For a previous story, a consumer advocacy organization’s director told PolitiFact that in 2012, the bill’s protections served as “the strongest foreclosure prevention law in the country.”

Taxes

Harris: Trump “intends to enact what, in effect, is a national sales tax — call it a Trump tax — that would raise prices on middle-class families by almost $4,000 a year.”

Half True.

Trump has said that he would propose a 10% tariff on all nondomestic goods sold in the U.S. Although tariffs are levied separately from taxes, economists say that much of their impact would be passed along to consumers, making them analogous to a tax.

Harris’ figure about how much it will cost families is higher than most estimates.

The American Action Forum, a center-right think tank, has projected additional costs per household of $1,700 to $2,350 annually.

The Peterson Institute of International Economics, another Washington, D.C.-based think tank, projected that such tariffs would cost a middle-income household about $1,700 extra each year.

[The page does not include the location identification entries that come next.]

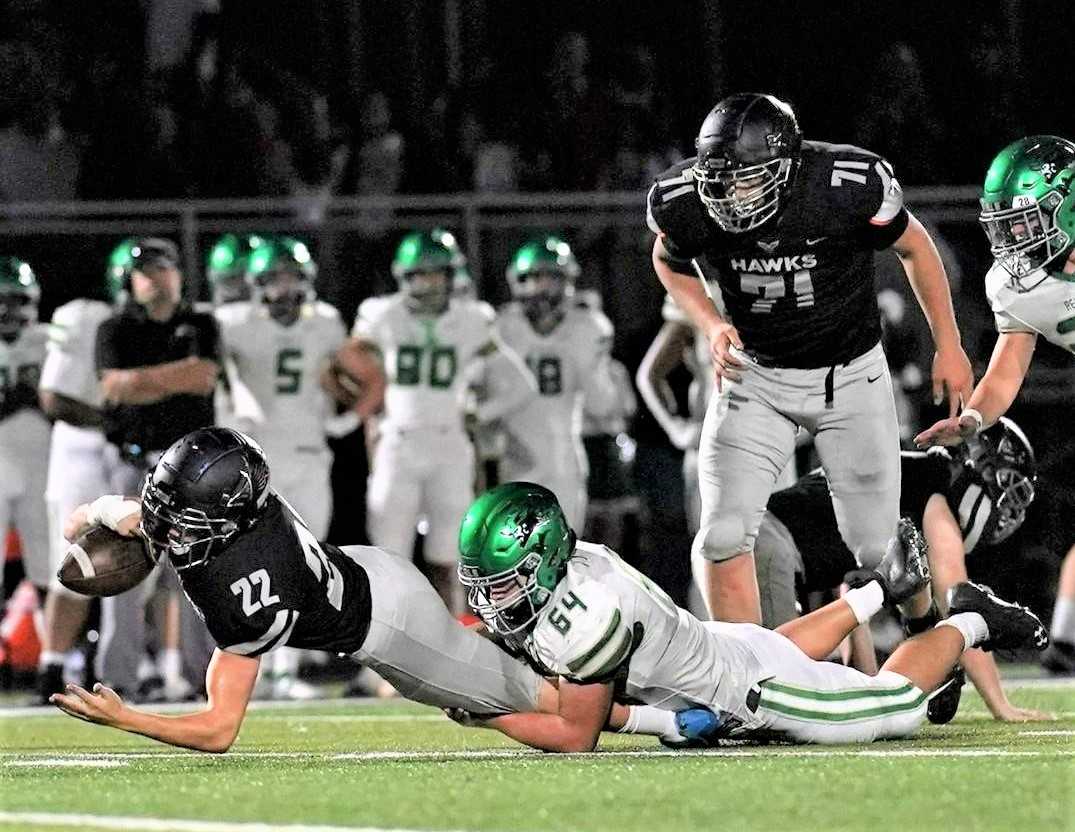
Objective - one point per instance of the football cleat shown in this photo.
(1059, 659)
(905, 568)
(1011, 626)
(698, 728)
(944, 703)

A more recent estimate, from the liberal group the Center for American Progress Action, came up with a $3,900 figure but that was based on the high end of a 10% to 20% tariff range that Trump on one occasion speculated about.

Presidential immunity 

Harris: “The United States Supreme Court just ruled he would be immune from criminal prosecution.”

The court did not grant Trump — or any president — full immunity.

In a landmark decision July 1, the Supreme Court ruled 6-3 that presidents have immunity from prosecution when carrying out “official acts.”

“Under our constitutional structure of separated powers, the nature of Presidential power entitles a former President to absolute immunity from criminal prosecution for actions within his conclusive and preclusive constitutional authority,” the court wrote. “And he is entitled to at least presumptive immunity from prosecution for all his official acts. There is no immunity for unofficial acts.”

We don’t yet fully know how the ruling will affect the outcome of pending criminal cases against Trump. The ruling delayed Trump’s federal prosecution on charges that he interfered with the 2020 election. A federal judge now must decide whether Trump’s actions constituted official acts.

The ruling also delayed the sentencing of Trump’s Manhattan conviction for falsifying business records.

PolitiFact chief correspondent Louis Jacobson, senior correspondent Amy Sherman, staff writers Grace Abels, Kwasi Asiedu, Madison Czopek, Samantha Putterman, Sara Swann, Loreben Tuquero and Maria Ramirez Uribe and researcher Caryn Baird contributed to this story. 

Our convention fact-checks rely on both new and previously reported work. We link to past work whenever possible. In some cases, a fact-check rating may be different tonight than in past versions. In those cases, either details of what the candidate said, or how the candidate said it, differed enough that we evaluated it anew.